En el caso de alquileres turísticos, el registrador comprobaba si se disponía de las autorizaciones pertinentes, incluidas las posibles limitaciones que consten en los estatutos de las respectivas comunidades de propietarios y las aprobaciones expresas, ahora necesarias.

Recordemos que las comunidades de propietarios deben autorizar expresamente cada alquiler turístico. Además, las comunidades de propietarios pueden prohibir los alquileres turísticos.

Tras las comprobaciones, el número de registro de alquiler temporal se hacía constar en la ficha registral del inmueble, en una nota marginal.

El arrendador puede también solicitar la baja en este registro. En alquileres turísticos, una comunidad autónoma o un ayuntamiento podía también pedir la baja de un registro si consideran que no se ha cumplido su normativa específica. Ahora quedan fuera, como venimos repitiendo.

¿Qué se busca con el registro de alquileres?

La necesidad de contar con información actualizada de los alquileres de corta duración está reconocida en un Reglamento europeo, con el fin de mejorar las políticas de acceso a la vivienda. Pero ese reglamento europeo no impone un modo concreto de registro y en el caso de España el reparto de competencias entre Estado y CCAA debe respetarse. El Decreto de Vivienda que imponía el registro único no respetaba el reparto de competencias y por eso ha sido anulado en esa parte.

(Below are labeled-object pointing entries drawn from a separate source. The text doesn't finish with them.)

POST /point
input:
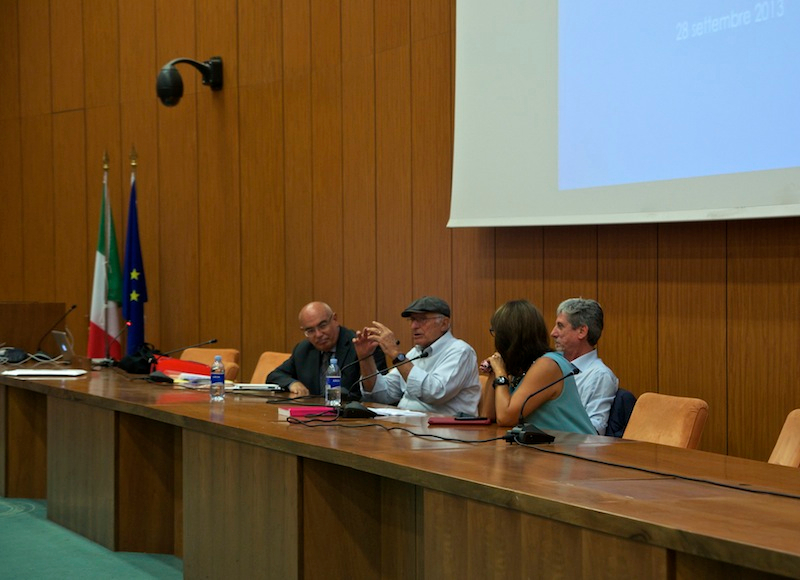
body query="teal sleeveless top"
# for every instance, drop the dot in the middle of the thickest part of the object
(566, 413)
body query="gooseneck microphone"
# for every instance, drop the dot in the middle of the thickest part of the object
(528, 434)
(211, 341)
(108, 361)
(423, 354)
(49, 330)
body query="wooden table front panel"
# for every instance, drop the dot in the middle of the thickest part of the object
(24, 467)
(80, 465)
(242, 510)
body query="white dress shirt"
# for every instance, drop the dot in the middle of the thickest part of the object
(597, 385)
(446, 381)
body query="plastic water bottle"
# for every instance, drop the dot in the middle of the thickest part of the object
(217, 380)
(333, 384)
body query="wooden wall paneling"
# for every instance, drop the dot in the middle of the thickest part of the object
(137, 57)
(628, 292)
(37, 208)
(139, 120)
(71, 223)
(692, 333)
(179, 223)
(570, 266)
(219, 191)
(261, 154)
(430, 18)
(473, 301)
(297, 164)
(360, 247)
(35, 94)
(763, 307)
(67, 57)
(260, 42)
(519, 265)
(12, 240)
(392, 24)
(139, 113)
(431, 155)
(9, 62)
(179, 226)
(4, 440)
(393, 161)
(101, 52)
(263, 277)
(326, 145)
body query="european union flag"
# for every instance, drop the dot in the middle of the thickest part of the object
(133, 283)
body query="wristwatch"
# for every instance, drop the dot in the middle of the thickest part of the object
(499, 381)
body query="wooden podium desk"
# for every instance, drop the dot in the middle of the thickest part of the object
(238, 492)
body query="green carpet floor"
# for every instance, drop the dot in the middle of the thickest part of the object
(32, 547)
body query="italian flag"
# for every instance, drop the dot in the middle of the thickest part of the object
(104, 323)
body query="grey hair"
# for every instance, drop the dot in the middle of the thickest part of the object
(584, 312)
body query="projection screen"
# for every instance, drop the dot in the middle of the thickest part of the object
(623, 111)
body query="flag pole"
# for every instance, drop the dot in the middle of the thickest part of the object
(107, 220)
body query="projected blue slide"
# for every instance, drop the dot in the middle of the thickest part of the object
(649, 91)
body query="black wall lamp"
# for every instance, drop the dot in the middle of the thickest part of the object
(169, 85)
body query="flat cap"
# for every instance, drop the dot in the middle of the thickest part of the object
(428, 304)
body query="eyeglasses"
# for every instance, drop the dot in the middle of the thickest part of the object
(321, 327)
(422, 319)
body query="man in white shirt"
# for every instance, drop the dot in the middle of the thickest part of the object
(579, 324)
(441, 372)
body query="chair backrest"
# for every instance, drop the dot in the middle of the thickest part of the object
(266, 364)
(787, 447)
(230, 356)
(668, 420)
(620, 414)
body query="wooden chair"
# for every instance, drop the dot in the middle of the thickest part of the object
(266, 364)
(787, 447)
(620, 413)
(230, 356)
(668, 420)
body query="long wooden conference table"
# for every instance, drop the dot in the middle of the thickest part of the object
(239, 492)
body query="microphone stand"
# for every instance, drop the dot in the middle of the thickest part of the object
(211, 341)
(49, 330)
(108, 361)
(424, 354)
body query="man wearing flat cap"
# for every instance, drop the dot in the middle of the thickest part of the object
(438, 375)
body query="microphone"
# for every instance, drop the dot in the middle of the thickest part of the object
(49, 330)
(211, 341)
(360, 360)
(528, 434)
(423, 354)
(108, 361)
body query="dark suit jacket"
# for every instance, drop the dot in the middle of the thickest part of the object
(304, 366)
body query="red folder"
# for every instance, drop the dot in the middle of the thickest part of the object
(176, 366)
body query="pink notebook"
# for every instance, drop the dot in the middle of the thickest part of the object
(305, 411)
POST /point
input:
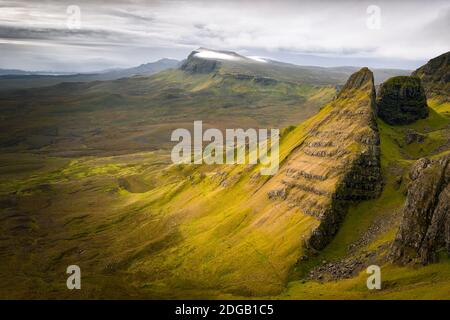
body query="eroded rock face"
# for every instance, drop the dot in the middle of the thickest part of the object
(338, 162)
(402, 100)
(425, 226)
(435, 76)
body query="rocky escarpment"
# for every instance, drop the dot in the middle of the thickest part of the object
(425, 226)
(402, 100)
(337, 163)
(435, 76)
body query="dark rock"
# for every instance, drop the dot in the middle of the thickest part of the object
(418, 167)
(435, 76)
(402, 100)
(413, 136)
(425, 226)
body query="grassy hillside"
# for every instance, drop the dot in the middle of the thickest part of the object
(86, 179)
(138, 114)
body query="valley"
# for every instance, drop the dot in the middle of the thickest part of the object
(86, 179)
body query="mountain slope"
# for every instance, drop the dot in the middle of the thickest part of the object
(139, 113)
(16, 79)
(140, 227)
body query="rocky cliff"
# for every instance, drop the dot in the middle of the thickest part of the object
(338, 162)
(435, 76)
(425, 226)
(402, 100)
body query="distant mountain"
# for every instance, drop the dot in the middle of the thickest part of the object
(205, 60)
(18, 79)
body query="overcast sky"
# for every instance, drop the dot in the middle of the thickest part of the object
(36, 35)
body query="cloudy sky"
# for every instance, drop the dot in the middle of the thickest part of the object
(46, 35)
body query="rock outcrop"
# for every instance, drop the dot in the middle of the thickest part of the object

Dice la exposición d emotivos del Decreto que:

Es previsible que gracias a esta regulación salgan del mercado viviendas actualmente ofertadas de manera irregular, lo que permitirá una mayor oferta de otras fórmulas de arrendamiento como son las de larga duración”.

Si esto fuera efectivamente así, se contribuiría a aumentar la oferta de vivienda y aliviar sus precios. Lo veremos en los próximos trimestres. Por el momento, cabe pensar que si no mejora la seguridad jurídica de los pequeños propietarios, no habrá un aumento significativo de la oferta que pueda tener impacto real en los precios.

Fuga del alquiler tradicional de vivienda.

  Dónde se deposita la fianza de un alquiler de vivienda.

Consejo

Si va a firmar como arrendador un contrato de alquiler de corta duración, indique siempre en el contrato el motivo o la finalidad de dicho alquiler (curso académico, desplazamiento laboral o académico temporal, tratamiento sanitario, etc., etc.), que justifica la corta duración del mismo. No existe un criterio de número de meses: la clave es la finalidad del contrato en cada caso. Ahora se lo van a controlar.